Remoting - Server-side Thread-per-connection Model
ovidiu.feodorov Oct 18, 2006 7:34 PMThe ServerInvoker has a bounded "ServerThread"s thread pool, the number of simultaneous invocations that can be handled at a time is limited by invoker's maxPoolSize configuration parameter. Once a "ServerThread" is allocated to a client connection, it will stay associated to that connection until the client closes the socket or a socket timeout occurs.This could lead to thread starvation in presence of a large number of clients. Increasing the number of server threads will draw down the performance because the large number of context switches.
A non-blocking NIO model would probably more appropriate here. Other messaging projects use this approach already.
Tom Elrod wrote:
So guess would be good to cover scenarios and best approaches for them. The first scenario would be having a limited set (in the low hundreds) of clients that each regularly make invocations. In this scenario, having optimal throughput is probably the desired behavior and the current remoting code is designed for this. At the other end of the spectrum would be having a large number of clients (in the thousands) that each make periodic requests (meaning is not in tight loop that continually makes invocations). The best scenario for this is to use non-blocking i/o. The main reason for this is if use blocking i/o (besides running out of resources) will have thread per request and will be slow as balls because of all the thread context switching for all the concurrent requests. Then there are the scenarios in between (btw can add config so that remoting does not hold connection after invocation on the server side so that will free worker threads faster, which I am pretty sure is already in jira).
Bill wrote:
IIRC, Tom took a lot from the PooledInvoker. The PooledInvoker had a LRU queue that closed idle connections when one was needed so that there was no starving. Also, the PooledInvoker tried to avoid a large number of context switches by associating the client connection to a specific server thread. Therefore, no thread context switches were required. Of course, this design was predicated on "keep alive" clients.

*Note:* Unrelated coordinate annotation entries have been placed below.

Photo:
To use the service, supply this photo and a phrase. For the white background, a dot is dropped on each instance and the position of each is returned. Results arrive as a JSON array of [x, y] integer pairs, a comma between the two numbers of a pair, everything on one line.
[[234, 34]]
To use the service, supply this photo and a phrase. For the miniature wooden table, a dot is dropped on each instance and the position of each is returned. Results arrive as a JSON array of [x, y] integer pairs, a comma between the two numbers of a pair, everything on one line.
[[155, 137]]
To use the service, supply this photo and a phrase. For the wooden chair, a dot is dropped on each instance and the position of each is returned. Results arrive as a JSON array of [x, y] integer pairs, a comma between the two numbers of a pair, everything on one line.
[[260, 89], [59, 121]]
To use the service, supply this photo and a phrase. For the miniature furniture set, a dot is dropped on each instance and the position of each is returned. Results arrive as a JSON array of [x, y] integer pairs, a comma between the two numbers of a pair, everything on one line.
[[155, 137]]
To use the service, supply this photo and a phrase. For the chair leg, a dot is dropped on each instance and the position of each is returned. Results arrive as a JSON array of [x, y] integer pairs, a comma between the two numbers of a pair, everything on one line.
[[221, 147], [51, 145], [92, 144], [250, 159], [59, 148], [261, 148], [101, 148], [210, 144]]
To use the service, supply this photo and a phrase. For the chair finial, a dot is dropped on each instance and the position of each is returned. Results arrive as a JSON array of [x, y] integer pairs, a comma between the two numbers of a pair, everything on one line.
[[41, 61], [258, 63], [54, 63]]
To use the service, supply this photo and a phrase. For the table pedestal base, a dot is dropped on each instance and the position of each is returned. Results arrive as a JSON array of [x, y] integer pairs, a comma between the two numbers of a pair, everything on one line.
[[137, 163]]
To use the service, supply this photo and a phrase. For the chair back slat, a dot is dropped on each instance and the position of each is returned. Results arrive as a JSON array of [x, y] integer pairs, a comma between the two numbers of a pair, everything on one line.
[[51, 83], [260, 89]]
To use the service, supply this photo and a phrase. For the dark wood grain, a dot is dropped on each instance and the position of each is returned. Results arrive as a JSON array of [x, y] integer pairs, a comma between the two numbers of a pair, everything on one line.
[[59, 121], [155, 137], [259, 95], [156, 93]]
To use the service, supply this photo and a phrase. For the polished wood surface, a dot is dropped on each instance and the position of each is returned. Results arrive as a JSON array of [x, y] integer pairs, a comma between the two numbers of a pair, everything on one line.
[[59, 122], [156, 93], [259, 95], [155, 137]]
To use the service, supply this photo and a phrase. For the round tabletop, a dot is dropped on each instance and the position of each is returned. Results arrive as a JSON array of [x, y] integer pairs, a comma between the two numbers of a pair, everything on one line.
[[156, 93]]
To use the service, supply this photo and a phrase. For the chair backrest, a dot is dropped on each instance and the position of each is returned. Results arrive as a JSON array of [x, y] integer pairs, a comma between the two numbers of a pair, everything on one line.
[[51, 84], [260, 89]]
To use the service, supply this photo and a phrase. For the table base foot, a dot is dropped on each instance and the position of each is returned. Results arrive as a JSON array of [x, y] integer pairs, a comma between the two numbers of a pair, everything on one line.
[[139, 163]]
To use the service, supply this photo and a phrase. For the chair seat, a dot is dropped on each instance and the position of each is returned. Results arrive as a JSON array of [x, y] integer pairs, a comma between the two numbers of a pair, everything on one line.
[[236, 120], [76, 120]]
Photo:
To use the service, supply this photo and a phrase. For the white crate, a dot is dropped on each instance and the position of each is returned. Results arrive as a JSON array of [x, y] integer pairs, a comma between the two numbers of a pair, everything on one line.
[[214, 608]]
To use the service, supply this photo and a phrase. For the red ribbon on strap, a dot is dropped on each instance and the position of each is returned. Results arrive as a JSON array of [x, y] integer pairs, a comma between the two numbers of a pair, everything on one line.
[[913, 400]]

So if the use case was very "keep alive" oriented, it performed really well.
Bill and Tom raised good issues. Where is the cutt-off line? For what number of clients an asynchronous non-blocking server-side approach becomes more efficient than the current model?
Intuitively, one can imagine, and it can be probably very easily proven, that if only two clients connect to the server, then the thread-per-connection model is as efficient (if not more efficient) than the asynchronous approach. That probably doesn't stand true anymore for a 1000 clients.
Moreover, the usage pattern for a typical JMS application is to open a connection and keep it open for the life-time of the client instance (unless one uses the anti-pattern of creating a Connection for each message sent). This seem to me a "keep alive" type of client.
We could poll our users for usage patterns, that would be interesting data.
So, in the end, it's not a matter of beliefs, but statistics. You optimize your implementation for the most common usage pattern. If the average usage pattern of a typical JMS application is to create 10-100 clients that keep sending messages periodically over a long-running Connection, I don't think it makes sense to even think about NIO at this point. Add to this that with the new distributed destinations, you can "spread" processing across nodes, so if you have 1000 clients and 4 machines, that yields 250 clients/node.
The "right" long-term solution would be Remoting to support both patterns and make this configurable. That'll make everyone happy.
Bill wrote:
I think you should make a few prototypes and bench.
Tim wrote:
At the end of the day, we will be benchmarked against QPid, ActiveMQ and others and the bottom line is, it doesn't matter how wonderful our internal architecture is, we won't be able to touch them because the benchmarks will be decided on how fast we can push bytes over sockets, and we will lose right now. Period.
Very good points. One more reason to start benchmarking during the early implementation phase, so we won't have surprises at the end. I am totally with you both on this.
Tim wrote:
Much as I hate to say it, our competition has it right when it comes to their approach to remoting, actually they all seem to pretty much do it the same way (apart from us).
You're probably right. Do you have numbers? Maybe they're right, maybe they aren't. Would you bet your house without seeing numbers?
Scott wrote:
I agree that there is a conflict in terms of timeframe and existing features. I don't see that there is any inherent conflict with an efficient messaging transport and an rpc transport. Its just an issue of correctly layering the concepts. The only question in my mind is whether there are sufficient issues in the tradeoff between performance and the overhead of a layered transport implementation. At this point I don't see that we can make that call.
Not exactly sure what you mean by "layered transport implementation". Could you please clarify?